Aos poucos, aquele mero ímpeto de brasilidade vai, aos poucos, ganhar forma concreta. Durante o conflito mundial, Vargas diz “é mais fácil uma cobra fumar que o Brasil ir à guerra”. Os alemães transformaram nossas praias em cemitério e a cobra fumou. Então, os pracinhas de todos lugares do país vão à Itália honrar nossos cadáveres.
Hoje em dia muitos repetem que “o Brasil precisa de uma guerra para se desenvolver”. Ignoram não apenas a situação atual do país quanto segurança pública, mas que tanto a Guerra do Paraguai, quanto a Segunda Guerra foram fundamentais para formação de uma “brasilidade”. Na Guerra, não se convoca um “exército de paulistas”, de “cariocas” ou “cearenses”, mas um exército brasileiro. No fronte, os soldados carregam a bandeira pátria, não a regional. O paraíba conhece o gaúcho, o carioca o paulista, o paraense o mineiro, etc. E não há tempo de pensar em diferenças, senão morre. Àqueles que voltaram para casa, conheceram mais de identidade nacional, de brasilidade e patriotismo que qualquer intelectual até então. Cada um agarrado a sua fé, sua família, sua terra, de lugares tão diferentes de um mesmo Brasil.
É no espírito das campanhas brasileiras na Itália que Guilherme de Almeida, um fomentador da Semana de 22, escreveu a Canção do Expedicionário. Bem distante dos vícios de nosso Hino, o poeta escreve sempre na primeira pessoa do singular. O eu-lírico pergunta “Você sabe de onde EU venho?” e segue várias respostas tecendo uma gigantesca manta que compõe o Brasil.
A canção inteira é digna de nota, mas creio que a estrofe antes do último refrão seja uma das expressões mais significativas não apenas desta música, mas também como um exemplo de hino:
Venho de além desse monte
Que ainda azula o horizonte,
Onde o nosso amor nasceu;
Do rancho que tinha ao lado
Um coqueiro que, coitado,
De saudade já morreu.
Venho do verde mais belo,
Do mais dourado amarelo,
Do azul mais cheio de luz,
Cheio de estrelas prateadas
Que se ajoelham deslumbradas,
Fazendo o sinal da Cruz !
Nestes seis últimos versos, sintetiza com maestria a geografia brasileira com a presença do catolicismo. As estrelas que se ajoelham fazendo o sinal da Cruz pode ser tanto referência ao “Cruzeiro sul”, quanto à religiosidade do povo que vive sob estes astros.
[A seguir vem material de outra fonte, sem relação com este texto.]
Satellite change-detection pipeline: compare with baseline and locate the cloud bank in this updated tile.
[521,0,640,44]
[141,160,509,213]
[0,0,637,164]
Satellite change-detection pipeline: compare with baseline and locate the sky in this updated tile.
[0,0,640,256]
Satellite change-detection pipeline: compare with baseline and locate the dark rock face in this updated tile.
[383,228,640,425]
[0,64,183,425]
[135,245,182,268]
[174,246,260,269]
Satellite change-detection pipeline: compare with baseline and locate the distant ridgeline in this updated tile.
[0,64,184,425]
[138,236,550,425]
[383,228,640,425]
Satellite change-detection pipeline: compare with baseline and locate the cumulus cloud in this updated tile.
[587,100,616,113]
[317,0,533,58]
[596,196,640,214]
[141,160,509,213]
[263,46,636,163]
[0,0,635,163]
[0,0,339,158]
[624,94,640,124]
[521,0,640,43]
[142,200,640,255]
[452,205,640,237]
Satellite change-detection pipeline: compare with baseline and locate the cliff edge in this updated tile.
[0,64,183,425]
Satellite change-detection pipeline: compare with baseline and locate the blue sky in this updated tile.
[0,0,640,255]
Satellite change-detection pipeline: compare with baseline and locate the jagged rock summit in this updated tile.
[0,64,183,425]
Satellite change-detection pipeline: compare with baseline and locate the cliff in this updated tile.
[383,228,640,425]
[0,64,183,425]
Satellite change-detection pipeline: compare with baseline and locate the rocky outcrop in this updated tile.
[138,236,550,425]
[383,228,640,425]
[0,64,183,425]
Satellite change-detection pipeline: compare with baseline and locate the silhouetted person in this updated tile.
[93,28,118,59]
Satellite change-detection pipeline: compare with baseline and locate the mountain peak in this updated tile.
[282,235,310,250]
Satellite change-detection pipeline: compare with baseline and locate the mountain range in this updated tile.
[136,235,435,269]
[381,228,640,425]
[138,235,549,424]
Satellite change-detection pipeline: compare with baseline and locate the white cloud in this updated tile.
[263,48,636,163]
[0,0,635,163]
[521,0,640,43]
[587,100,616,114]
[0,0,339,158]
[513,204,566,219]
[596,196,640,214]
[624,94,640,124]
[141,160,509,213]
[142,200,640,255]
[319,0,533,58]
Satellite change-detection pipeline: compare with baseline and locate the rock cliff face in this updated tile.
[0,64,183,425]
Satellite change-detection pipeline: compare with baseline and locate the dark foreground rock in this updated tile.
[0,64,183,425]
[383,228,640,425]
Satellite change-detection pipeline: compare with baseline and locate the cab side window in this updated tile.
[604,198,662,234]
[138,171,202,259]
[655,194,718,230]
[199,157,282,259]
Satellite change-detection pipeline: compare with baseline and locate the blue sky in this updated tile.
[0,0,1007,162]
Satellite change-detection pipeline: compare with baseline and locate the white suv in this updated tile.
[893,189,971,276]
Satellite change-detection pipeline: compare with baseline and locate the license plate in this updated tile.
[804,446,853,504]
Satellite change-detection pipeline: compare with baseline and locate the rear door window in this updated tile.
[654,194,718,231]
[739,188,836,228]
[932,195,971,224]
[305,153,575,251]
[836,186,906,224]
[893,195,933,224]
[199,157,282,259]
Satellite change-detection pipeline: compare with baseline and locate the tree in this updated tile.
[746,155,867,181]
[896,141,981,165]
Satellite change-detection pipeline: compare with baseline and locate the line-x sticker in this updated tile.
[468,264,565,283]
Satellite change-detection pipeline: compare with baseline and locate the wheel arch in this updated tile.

O refrão é tão significativo que não precisa de tanta explicação. A paráfrase de Gonçalves Dias “Por mais terras que eu percorra,/ Não permita Deus que eu morra/ Sem que volte para lá.” soa como uma prece de alguém com saudade de seu cantinho e estronda uma forte vontade de continuar vivendo. Enquanto o Hino Nacional é apenas um arremedo de patriotada para terminar de legitimar uma oligarquia, a Canção do Expedicionário é uma oração de guerra.